Faced with inflation and the soaring price of energy, residents of Belgium took to the streets over the weekend demanding rapid structural measures to alleviate the financial squeeze being felt on households.
The crowd was a diverse one, with students, retirees, workers, artists and self-employed people joining the mobilisation.
"Trop is te veel" was founded recently by citizens from multiple unions and sectors saying they are determined to turn anger into action, RTBF reports.
“The measures currently proposed are insufficient – they are bonuses or subsidies, but it is always the same money that is used: the money of the taxpayers, of the workers who came today,” said Emila Hoxhaj, spokeswoman for the collective and president of the FEF (Fédération des Étudiants Francophones).
“This penalises sectors such as education or the healthcare sector. And so it's still the same people who are suffering the sacrifices while others are getting richer. And so enough is enough.
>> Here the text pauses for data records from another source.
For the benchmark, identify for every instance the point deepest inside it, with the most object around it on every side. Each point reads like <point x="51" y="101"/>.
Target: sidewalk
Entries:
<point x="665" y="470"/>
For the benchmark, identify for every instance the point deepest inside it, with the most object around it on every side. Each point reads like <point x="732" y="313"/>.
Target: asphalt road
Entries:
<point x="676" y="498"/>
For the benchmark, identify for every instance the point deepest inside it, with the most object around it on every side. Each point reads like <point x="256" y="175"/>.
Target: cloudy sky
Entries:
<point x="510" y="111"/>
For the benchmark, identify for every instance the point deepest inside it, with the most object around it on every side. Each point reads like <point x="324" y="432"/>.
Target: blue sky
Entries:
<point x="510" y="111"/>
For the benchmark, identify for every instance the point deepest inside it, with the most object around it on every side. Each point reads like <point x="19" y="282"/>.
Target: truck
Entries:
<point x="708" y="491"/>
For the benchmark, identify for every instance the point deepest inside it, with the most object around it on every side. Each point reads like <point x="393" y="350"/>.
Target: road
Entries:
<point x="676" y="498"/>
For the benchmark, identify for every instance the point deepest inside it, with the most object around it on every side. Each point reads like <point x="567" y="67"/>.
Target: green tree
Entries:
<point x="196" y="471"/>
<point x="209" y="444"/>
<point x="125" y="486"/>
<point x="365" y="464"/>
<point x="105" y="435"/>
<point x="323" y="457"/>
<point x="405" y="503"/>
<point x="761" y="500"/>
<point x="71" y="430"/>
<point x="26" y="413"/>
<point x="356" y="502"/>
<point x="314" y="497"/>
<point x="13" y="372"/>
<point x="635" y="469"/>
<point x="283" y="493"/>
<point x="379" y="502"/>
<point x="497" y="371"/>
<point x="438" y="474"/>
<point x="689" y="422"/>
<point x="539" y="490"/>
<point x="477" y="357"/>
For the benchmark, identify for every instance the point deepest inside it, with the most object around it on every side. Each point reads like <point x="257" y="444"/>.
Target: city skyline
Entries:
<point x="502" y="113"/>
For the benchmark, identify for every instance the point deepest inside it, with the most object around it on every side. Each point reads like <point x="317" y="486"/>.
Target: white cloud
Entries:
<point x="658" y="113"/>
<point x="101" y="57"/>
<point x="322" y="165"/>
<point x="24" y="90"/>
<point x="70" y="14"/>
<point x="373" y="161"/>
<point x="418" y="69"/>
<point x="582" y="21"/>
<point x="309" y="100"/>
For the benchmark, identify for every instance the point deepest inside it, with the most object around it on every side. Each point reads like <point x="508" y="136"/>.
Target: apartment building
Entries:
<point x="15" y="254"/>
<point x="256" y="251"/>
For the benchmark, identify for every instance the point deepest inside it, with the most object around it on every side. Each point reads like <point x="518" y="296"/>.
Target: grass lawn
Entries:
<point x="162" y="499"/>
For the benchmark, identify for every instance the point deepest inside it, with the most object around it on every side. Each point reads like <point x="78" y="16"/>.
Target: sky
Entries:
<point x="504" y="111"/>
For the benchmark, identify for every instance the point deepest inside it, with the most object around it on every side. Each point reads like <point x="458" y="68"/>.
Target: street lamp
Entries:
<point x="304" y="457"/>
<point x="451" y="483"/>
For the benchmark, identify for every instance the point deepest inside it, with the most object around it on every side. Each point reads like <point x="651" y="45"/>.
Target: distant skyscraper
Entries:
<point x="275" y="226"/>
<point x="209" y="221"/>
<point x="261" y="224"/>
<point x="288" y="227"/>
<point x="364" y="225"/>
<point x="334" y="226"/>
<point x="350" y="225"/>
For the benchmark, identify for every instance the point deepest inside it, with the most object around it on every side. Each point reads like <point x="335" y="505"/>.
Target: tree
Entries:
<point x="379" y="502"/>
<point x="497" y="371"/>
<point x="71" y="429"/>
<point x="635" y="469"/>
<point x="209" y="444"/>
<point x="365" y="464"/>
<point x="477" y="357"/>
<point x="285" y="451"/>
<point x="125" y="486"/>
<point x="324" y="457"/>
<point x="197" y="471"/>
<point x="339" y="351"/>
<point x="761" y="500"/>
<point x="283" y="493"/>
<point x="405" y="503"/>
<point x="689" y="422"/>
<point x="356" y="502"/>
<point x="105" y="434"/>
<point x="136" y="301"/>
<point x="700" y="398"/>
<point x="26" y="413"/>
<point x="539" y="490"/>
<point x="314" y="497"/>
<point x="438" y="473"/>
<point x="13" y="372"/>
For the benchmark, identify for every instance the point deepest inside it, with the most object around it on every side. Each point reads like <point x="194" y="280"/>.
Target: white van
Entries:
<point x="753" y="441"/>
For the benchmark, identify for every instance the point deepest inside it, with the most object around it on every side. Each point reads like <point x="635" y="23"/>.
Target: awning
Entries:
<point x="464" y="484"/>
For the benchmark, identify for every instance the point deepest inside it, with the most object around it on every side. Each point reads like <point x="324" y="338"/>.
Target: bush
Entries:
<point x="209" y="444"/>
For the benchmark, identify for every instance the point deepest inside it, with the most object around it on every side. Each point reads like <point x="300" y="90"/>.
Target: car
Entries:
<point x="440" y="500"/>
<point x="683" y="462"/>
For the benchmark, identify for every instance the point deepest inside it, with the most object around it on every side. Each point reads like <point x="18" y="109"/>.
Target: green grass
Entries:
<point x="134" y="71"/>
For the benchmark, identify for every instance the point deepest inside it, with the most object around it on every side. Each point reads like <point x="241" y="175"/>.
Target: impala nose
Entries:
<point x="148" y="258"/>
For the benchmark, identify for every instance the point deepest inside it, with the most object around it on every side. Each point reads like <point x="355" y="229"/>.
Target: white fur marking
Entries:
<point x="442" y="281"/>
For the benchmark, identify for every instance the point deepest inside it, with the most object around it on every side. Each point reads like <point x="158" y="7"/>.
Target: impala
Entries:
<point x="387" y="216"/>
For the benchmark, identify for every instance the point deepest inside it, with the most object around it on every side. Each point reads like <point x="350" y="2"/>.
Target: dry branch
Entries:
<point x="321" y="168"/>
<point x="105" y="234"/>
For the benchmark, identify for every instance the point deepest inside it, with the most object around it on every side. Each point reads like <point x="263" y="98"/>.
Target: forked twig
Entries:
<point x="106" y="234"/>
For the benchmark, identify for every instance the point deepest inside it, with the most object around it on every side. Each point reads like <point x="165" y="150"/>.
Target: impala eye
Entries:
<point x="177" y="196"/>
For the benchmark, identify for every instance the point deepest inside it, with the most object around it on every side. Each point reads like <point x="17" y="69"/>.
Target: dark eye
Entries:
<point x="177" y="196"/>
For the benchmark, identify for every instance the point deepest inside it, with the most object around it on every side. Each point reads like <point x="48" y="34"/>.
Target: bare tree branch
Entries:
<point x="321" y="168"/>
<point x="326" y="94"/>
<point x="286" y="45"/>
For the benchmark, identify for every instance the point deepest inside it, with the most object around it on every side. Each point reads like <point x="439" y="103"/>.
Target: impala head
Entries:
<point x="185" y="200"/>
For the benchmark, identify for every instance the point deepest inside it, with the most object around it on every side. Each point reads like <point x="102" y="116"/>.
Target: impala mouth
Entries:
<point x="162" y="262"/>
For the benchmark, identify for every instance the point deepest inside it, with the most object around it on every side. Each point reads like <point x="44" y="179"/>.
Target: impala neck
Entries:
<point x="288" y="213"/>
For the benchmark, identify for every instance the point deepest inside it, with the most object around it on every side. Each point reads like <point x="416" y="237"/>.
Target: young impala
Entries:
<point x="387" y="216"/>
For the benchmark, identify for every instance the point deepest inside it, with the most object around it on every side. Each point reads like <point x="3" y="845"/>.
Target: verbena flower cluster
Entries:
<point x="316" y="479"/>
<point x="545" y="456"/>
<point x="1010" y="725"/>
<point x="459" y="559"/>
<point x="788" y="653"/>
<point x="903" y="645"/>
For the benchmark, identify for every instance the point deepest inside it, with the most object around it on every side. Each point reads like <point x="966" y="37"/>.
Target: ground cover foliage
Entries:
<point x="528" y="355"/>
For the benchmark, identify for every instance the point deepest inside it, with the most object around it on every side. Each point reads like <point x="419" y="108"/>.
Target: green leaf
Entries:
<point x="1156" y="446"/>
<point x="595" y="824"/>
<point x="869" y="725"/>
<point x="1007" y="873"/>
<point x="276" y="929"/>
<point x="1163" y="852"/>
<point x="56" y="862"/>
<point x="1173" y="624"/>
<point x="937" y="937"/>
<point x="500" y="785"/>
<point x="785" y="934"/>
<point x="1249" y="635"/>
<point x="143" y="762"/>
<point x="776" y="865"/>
We now need to organise this anger upwards, towards the energy giants who are profiting from the crisis.”
Nick Gortz, CSC union’s permanent representative, said the priorities were reducing energy prices, increasing salaries and ensuring fair taxation.
“The problems faced by workers and students and pensioners and the self-employed, overall, are coming together for the moment,” Gortz said, praising the unity of those involved in the collective.
“And having other people, from other backgrounds, who do not live side by side and who say they have the same problems, creates a certain enthusiasm and above all generates hope.”
Hajar, a law student, came out to participate in the demonstration.
“You have students queuing up in social grocery shops to be able to eat and we find that unacceptable,” said Hajar.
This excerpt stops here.